What Now?
Somewhat enlightened about how early XSP systems worked, there are a few ways we might go. I need too reflect on possibilities and pick a direction.
History
The only published XST systems, other than my various attempts here, were really quite limited in what they did internally. In essence, they processed files of fixed-length records of bytes. These sets had integer scopes, and possibly included field type and length in the scope information. Complex operations were programmed using set operations that dealt with those flat sets, with the choice of operations initially left to human programmers.
Later, some relational-like systems were built on top of that structure, with the choice of operations made by the program. I do not know how “set-theoretic” those next-level-up systems were.
At that basic set level, the human programmer made decisions about how to partition the data and process it efficiently, using partitioning operations to produce manageable subsets, processing those subsets, and then merging the results back together to get complete answers. It’s not hard to imagine that once one got good at doing that, one could specify pretty well how a computer could make similar decisions to get things done.
I believe that the well of historical knowledge about how all this was done is pretty much tapped out. There are details that would surely be interesting but I think we have the drift of how it was done.
Today
The question today is what to do next. Options include:
- Move On to Another Topic
- I find this notion unsatisfactory. I’ve not built anything truly new yet, compared to my earlier experiments with XST, and abandoning it now feels disappointing.

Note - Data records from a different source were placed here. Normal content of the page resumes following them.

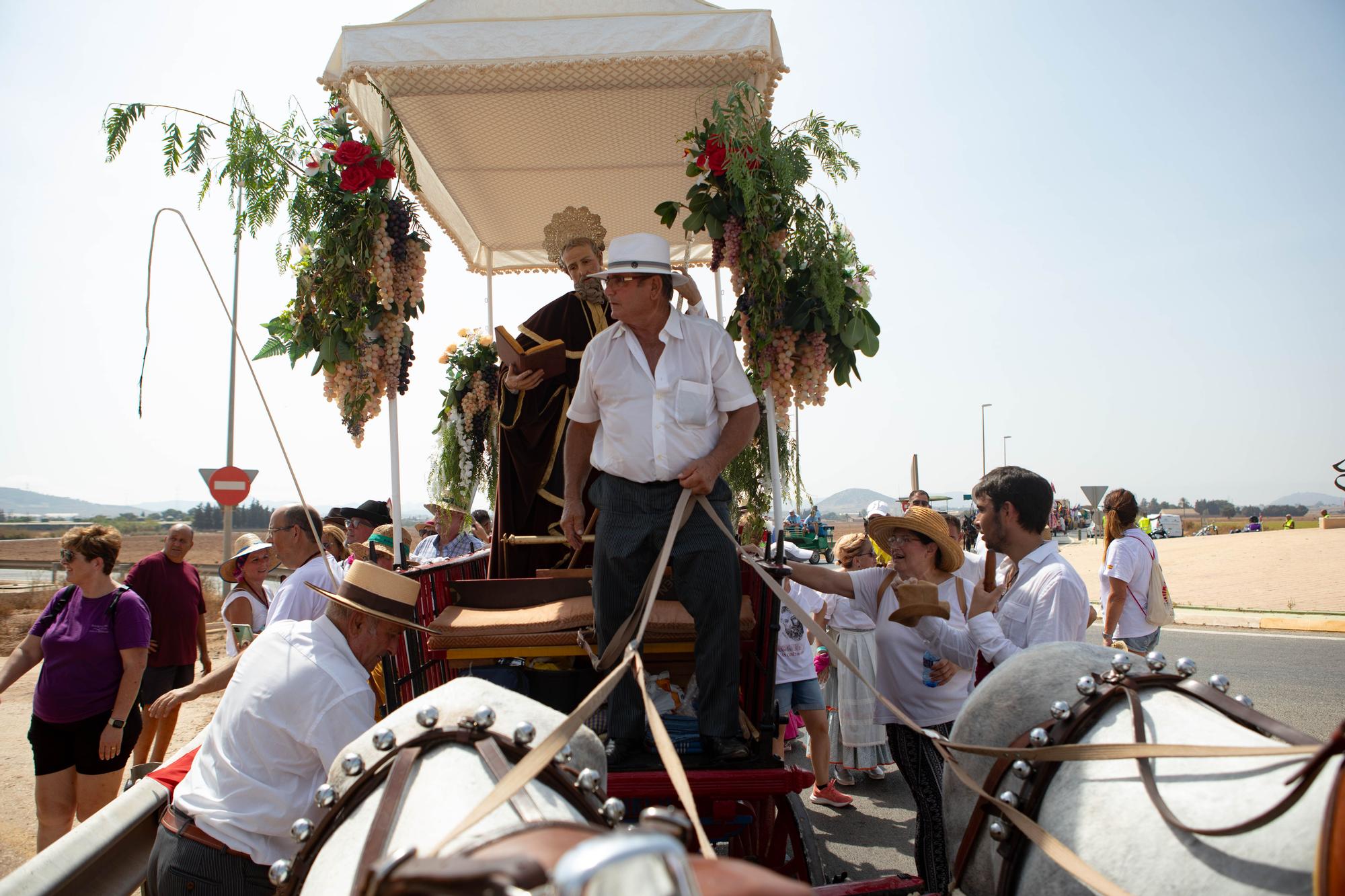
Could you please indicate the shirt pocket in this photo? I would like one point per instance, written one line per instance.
(693, 404)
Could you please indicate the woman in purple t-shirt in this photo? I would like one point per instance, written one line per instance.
(93, 651)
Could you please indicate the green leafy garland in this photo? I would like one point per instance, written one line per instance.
(467, 455)
(358, 243)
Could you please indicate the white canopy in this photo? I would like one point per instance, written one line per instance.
(516, 110)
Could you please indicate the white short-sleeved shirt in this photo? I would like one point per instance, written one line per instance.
(297, 600)
(902, 654)
(653, 424)
(1130, 560)
(297, 698)
(259, 608)
(793, 651)
(1047, 602)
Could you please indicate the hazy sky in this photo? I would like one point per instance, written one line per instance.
(1121, 224)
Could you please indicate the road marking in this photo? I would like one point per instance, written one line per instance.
(1256, 633)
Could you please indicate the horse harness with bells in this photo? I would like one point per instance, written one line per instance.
(1069, 725)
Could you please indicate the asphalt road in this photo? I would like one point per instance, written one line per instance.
(1295, 678)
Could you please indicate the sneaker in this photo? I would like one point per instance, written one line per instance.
(829, 795)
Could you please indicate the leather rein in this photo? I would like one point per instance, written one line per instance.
(1070, 727)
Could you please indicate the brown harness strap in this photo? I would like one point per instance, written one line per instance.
(498, 766)
(395, 788)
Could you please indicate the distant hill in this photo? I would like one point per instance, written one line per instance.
(1311, 499)
(32, 503)
(852, 501)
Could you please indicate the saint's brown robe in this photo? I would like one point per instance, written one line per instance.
(532, 442)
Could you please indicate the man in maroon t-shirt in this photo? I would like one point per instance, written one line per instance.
(171, 588)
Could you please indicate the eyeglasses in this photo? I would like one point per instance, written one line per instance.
(621, 280)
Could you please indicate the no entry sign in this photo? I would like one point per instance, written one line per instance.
(229, 485)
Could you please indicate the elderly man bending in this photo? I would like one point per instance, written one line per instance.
(299, 694)
(662, 404)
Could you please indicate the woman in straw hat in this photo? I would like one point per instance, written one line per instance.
(249, 600)
(859, 744)
(922, 549)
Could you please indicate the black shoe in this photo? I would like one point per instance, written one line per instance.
(730, 749)
(623, 751)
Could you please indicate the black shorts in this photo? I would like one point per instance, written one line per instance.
(59, 745)
(159, 680)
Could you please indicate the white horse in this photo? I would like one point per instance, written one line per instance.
(446, 782)
(1101, 809)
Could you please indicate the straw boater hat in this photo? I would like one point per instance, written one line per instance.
(645, 253)
(929, 524)
(244, 545)
(379, 592)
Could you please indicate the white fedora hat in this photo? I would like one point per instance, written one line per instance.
(641, 253)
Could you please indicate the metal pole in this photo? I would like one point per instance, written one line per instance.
(227, 551)
(719, 298)
(774, 446)
(397, 481)
(984, 439)
(490, 292)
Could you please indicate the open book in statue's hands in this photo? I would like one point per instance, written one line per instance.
(548, 357)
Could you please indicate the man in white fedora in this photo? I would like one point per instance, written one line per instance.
(662, 404)
(299, 694)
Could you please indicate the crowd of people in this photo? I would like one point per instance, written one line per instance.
(657, 403)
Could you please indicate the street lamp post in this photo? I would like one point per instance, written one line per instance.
(984, 439)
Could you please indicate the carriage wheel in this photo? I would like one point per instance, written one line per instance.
(782, 838)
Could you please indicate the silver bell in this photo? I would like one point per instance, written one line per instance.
(614, 810)
(279, 872)
(588, 780)
(326, 795)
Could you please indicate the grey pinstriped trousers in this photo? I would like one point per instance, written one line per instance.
(631, 528)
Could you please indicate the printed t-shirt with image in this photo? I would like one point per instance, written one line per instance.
(793, 651)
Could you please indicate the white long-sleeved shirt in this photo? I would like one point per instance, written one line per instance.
(1047, 602)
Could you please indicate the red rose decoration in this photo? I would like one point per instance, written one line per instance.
(350, 154)
(383, 169)
(357, 178)
(715, 157)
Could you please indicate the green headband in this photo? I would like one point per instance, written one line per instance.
(384, 540)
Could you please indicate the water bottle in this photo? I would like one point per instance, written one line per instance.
(927, 676)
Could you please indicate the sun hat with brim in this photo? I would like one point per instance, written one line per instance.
(929, 524)
(379, 592)
(244, 545)
(375, 512)
(641, 253)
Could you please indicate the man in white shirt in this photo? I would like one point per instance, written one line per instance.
(662, 404)
(299, 697)
(1046, 599)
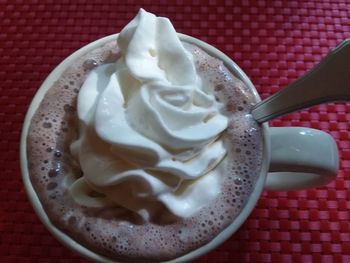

- Add Byte-Thrashing to FAFO
- We could see about building in a fixed-record relational structure into the current program, and learn a bit about how to move into and out of that mode as our sets permit. Currently, FAFO builds and processes sets that are far more “curly” than mere relations, and how that capability would relate to the flat structures might be interesting.
-
One area where we might learn a bit would be the one between “real” extended sets, which the XSet object really does implement (I claim), and the XImplementation classes, which implement limited types of sets, tuples or flat records and files. Generally, as soon as we process any of those special implementations, we are reverting to the more general XFrozen implementation, the only one that allows fully weird extended sets. Adding a layer of byte-thrashing flat relational operations would strain that XSet:XImplementation interface and might drive out some interesting design issues.
- Start Fresh
- There comes a time on every project where we start thinking we should start over. Somehow what we have seems not quite right and we feel that if we could do it over, everything would be so much better.
-
I believe that starting over is never a good idea, unless for some reason one is forced into a new language or the like. I say “never”. What I mean is that if we could bet against rewrites, we could make a lot of money, because the odds are that they are not a good idea.
-
Making this idea even less interesting is that I don’t have a sense of how, if only I could start over, I’d make something better. And I would bet that, if I did have that sense, I could refactor to get there faster than I could by starting over.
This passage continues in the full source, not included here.